Due to the time consuming nature of large-basis-set, correlated calculations, we are limited in our ability to carry out the highest quality calculation to clusters containing no more than five or six waters. Such calculations require hundreds of hours on conventional supercomputers like the Cray C90. For example, a single point MP2 calculation on K⁺(H2O)₆ using a Dunning aug-cc-pVDZ basis set (277 functions) takes about 8 CPU hours using 30 Mwords of memory and 2 GB of scratch disk space on a C90. Improved algorithms for optimizing the structure of floppy systems and computationally cheaper theoretical methods are both needed, along with new computer architectures, such as massively parallel machines. We are currently investigating density functional theory with non-local gradient corrections and the ``Resolution of the Identify MP2'' method.
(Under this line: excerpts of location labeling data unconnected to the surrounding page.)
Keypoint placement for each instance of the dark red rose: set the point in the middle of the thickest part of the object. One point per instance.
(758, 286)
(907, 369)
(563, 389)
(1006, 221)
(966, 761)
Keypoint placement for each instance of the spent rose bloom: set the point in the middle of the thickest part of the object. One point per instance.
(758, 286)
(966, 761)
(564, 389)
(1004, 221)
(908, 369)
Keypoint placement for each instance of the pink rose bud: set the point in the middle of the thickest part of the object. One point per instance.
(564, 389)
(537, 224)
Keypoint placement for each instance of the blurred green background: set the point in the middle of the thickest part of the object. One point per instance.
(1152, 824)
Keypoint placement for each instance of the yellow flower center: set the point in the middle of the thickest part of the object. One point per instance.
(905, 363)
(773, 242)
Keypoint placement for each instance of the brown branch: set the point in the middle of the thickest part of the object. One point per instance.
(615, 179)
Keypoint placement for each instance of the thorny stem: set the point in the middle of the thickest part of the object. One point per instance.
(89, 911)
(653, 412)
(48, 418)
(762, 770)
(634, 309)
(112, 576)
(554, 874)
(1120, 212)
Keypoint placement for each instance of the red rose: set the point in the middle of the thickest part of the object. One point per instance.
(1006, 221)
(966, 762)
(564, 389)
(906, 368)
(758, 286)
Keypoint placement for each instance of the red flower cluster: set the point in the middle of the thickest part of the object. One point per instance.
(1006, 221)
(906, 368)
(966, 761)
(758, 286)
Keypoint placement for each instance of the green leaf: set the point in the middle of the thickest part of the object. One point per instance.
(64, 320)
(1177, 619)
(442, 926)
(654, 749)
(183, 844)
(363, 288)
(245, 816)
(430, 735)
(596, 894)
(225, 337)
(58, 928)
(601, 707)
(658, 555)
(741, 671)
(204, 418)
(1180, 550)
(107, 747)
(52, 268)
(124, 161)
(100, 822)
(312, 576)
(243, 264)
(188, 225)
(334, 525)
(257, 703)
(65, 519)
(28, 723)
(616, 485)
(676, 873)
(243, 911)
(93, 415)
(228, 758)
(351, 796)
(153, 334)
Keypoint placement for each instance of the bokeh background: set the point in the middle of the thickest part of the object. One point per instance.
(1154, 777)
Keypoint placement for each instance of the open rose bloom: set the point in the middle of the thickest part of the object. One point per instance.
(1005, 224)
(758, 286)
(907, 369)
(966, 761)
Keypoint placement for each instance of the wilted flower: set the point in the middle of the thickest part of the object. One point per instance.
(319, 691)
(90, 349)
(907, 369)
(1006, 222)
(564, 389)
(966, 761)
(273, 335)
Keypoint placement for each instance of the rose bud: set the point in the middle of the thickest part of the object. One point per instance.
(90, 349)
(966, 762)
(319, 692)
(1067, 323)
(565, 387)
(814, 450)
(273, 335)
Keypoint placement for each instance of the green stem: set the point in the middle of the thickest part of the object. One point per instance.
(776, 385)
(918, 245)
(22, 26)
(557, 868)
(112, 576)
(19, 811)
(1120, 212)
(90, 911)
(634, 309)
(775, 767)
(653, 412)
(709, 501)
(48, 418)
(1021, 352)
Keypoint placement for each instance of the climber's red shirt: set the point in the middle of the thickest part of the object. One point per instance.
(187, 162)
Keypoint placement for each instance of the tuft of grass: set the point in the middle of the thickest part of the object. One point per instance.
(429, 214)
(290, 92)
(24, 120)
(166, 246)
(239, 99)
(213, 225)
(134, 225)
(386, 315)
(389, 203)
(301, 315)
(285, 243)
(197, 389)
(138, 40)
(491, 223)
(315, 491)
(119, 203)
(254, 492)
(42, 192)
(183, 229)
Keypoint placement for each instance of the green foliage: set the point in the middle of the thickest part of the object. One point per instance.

Solution-phase chemistry plays a central role in the Molecular Theory and Modeling program. The effort is focused on the structure, energetics and dynamics of molecular processes in aqueous solutions. This work is the basis for an enhanced understanding of molecular processes occurring in contaminated and natural ground-water and in complex waste solutions. This core program in solution chemistry is designed to further the understanding of the fundamental molecular processes occurring in solution (e.g., solvation and reaction), providing a basis for the development of accurate techniques for simulating the behavior of complex waste solutions. This work includes studies of ionic solvation, supercritical fluids, and solvent effects on chemical reactions.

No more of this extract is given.